The Lucas twins were gathered with five fellow funny people at the summer TV critics’ tour to talk about their new sketch-comedy series, “Friends of the People.”
Among other ways, the show is distinguished by the network it will air on, truTV, where it premieres Oct. 28 for a 10-episode season.
TruTV is broadening its focus in a new upbeat direction, adding not just comedy but, among a slate of upcoming projects, a wacky competition series, “Fake Off,” which pits teams against each other to re-enact famous moments in pop culture. Yet another series, “Branson Famous,” goes behind the scenes of a long-running variety show in Branson, Missouri, for what the network bills as TV’s first-ever reality musical.
Other shows include “Kart Life,” which takes viewers into the world of kart racing, and “The Shake Up,” a competition series that pits bar owners against each other to learn who can mix it up best.
The seven-strong “Friends of the People” troupe is reminiscent of the racially diverse cast of Fox’s “In Living Color” sketch show of two decades ago.

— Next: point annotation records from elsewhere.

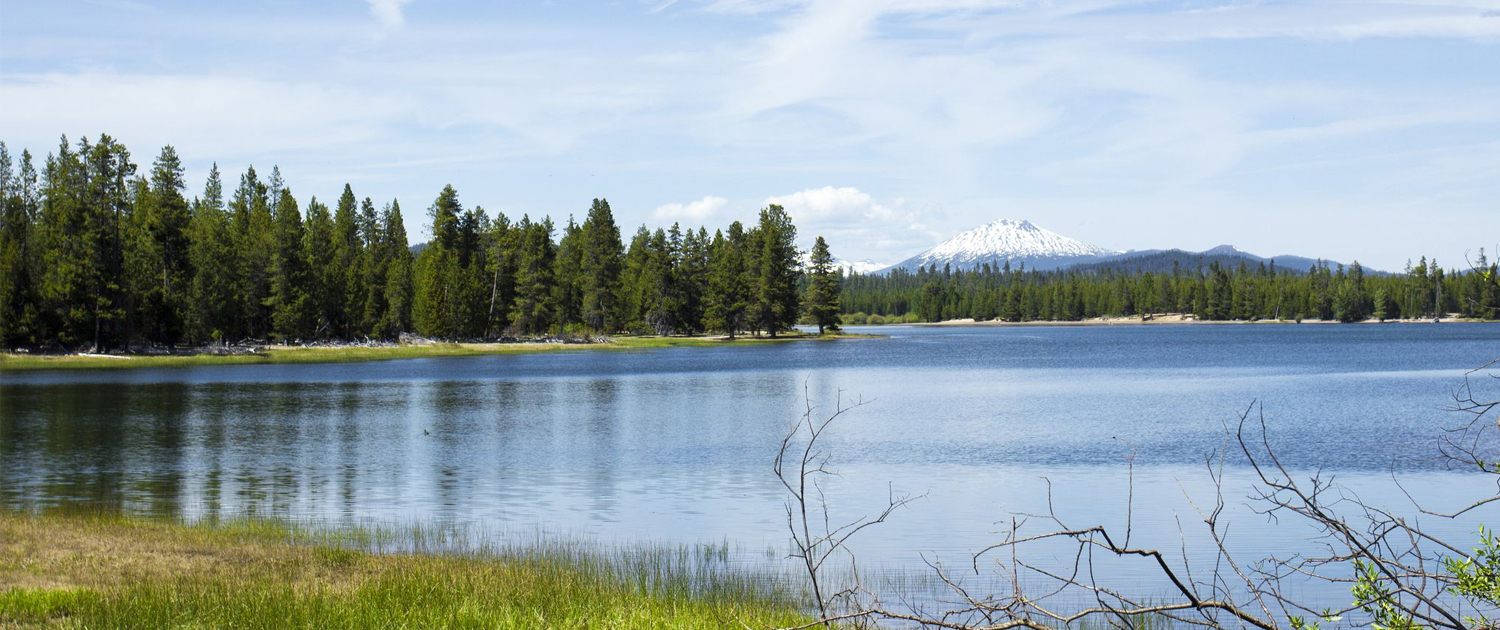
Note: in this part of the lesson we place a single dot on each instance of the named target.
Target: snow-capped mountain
(1008, 240)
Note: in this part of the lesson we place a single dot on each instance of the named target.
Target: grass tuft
(359, 354)
(111, 572)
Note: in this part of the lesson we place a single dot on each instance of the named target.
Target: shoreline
(110, 570)
(1175, 320)
(278, 354)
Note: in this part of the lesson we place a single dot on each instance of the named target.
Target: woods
(95, 254)
(1214, 291)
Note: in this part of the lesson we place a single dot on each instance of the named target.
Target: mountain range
(1022, 242)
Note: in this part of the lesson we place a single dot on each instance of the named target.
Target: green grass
(354, 354)
(108, 572)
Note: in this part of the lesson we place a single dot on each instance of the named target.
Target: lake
(677, 444)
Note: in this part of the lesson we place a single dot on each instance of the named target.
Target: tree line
(1215, 291)
(96, 255)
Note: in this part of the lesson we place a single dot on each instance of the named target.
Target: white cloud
(695, 212)
(855, 224)
(831, 203)
(389, 12)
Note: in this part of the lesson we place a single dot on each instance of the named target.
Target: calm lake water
(677, 444)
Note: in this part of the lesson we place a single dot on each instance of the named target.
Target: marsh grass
(357, 354)
(108, 572)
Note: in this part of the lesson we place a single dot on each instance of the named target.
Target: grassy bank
(354, 354)
(108, 572)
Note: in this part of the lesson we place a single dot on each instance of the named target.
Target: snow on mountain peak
(1008, 239)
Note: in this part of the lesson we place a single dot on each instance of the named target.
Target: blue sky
(1347, 129)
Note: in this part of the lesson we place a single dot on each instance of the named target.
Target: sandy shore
(1173, 320)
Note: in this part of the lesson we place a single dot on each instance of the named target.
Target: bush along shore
(377, 351)
(111, 572)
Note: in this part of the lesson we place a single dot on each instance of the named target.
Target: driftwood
(1400, 576)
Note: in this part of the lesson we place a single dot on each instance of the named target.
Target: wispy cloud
(893, 122)
(389, 12)
(695, 212)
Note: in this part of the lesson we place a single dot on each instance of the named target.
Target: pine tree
(632, 279)
(254, 245)
(569, 276)
(534, 311)
(369, 302)
(822, 288)
(326, 282)
(210, 303)
(503, 243)
(728, 282)
(692, 281)
(161, 270)
(398, 275)
(345, 278)
(18, 317)
(293, 309)
(600, 269)
(777, 270)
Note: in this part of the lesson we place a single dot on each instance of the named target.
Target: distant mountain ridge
(1226, 255)
(1022, 242)
(1008, 240)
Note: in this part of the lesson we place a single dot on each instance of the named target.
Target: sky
(1341, 129)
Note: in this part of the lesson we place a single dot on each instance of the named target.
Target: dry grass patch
(105, 572)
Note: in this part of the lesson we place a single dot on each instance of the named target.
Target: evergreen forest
(98, 255)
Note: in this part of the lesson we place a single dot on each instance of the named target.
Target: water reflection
(677, 444)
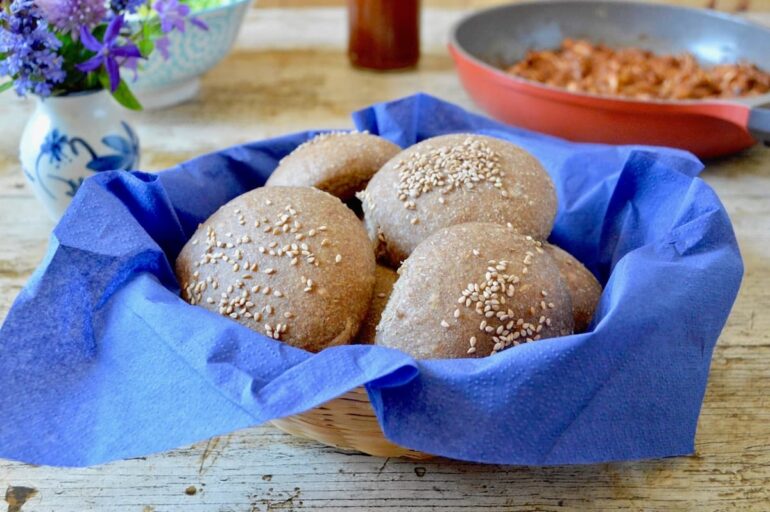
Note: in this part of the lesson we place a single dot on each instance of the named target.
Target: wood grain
(271, 85)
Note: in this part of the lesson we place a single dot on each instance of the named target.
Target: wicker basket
(347, 422)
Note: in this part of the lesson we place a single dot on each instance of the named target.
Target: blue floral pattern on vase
(58, 148)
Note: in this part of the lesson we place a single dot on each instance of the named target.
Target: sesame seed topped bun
(293, 263)
(453, 179)
(472, 290)
(341, 163)
(584, 289)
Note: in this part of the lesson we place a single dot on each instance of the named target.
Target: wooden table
(285, 77)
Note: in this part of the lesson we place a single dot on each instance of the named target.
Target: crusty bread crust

The young comedic “Friends” include five black men, a white man and a white woman, who came to the series as a fully formed unit: They had known and performed with one another for years.
“We were all at the Montreal Comedy Festival, and we were bored,” Jermaine Fowler said. “We thought, ‘Wouldn’t it be great to put together a show?'”
“We were all good friends and respected each other,” Kevin Barnett said.
“We were together a lot, so why not get paid to do it?” cracked Keith Lucas.
Chris Linn, truTV president, acknowledged that his network might not have been the obvious choice for this series to call home.
“But we want truTV to be a creator-driven network,” he said. “We told them, ‘We’re gonna give you some general parameters. Then run with it.'”
Jennifer Bartels agreed with the rest of the cast that truTV has given the show creative freedom. And as the lone woman in the group, she said she felt like just one of the guys (who also include Lil Rel Howery and Josh Rabinowitz), as both a performer and a writer.
“A writers room can be a competitive place, not like a warm hug at all,” she noted. “But ours is a supportive room.”
And their common goal, all agreed, is to mine laughs, with no particular focus on racial issues.
Showrunner Neil Punsalan pointed to “In Living Color” as a show he loved watching 20 years ago.
“It didn’t feel like a show about race. It was just funny,” he said. “And I think that’s what we’re trying to do.”